In the Mississippi town of Louisville, the storm snapped trees in half and stripped them of their branches. Sheet metal twisted itself around road signs and tree trunks, CBS News reported.
Mississippi Senator Giles Ward hunkered down in a bathroom with his wife, four other family members and their dog Monday as a tornado destroyed his two-story brick house and flipped his son-in-law's SUV upside down.

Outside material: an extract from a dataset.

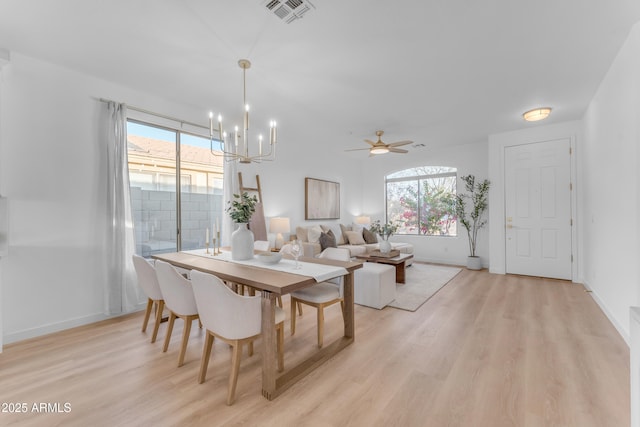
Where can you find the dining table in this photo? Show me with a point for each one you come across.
(273, 283)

"For about 30 seconds, it was unbelievable," Ward said. "It's about as awful as anything we've gone through," the network quoted Ward as saying.
In the hardest-hit parts of Arkansas, emergency crews intensified their search for survivors of Sunday's twisters.
Dozens of Arkansas National Guard troops were assisting local authorities with medical evacuations, fresh water deliveries and search and rescue operations.
In the town of Vilonia, police chief Brad McNew said the town of 4,000 had been rendered unrecognisable.
"It's houses completely down to the foundations," he told NBC television.
Rescuers used searchlights in blacked-out areas Sunday night, sifting through mountains of rubble in the hopes of finding someone alive.
The Arkansas Department of Emergency Management said 14 people had been killed in the state.
McNew said more would have been killed if not for emergency sirens that warned people the twister was about to hit.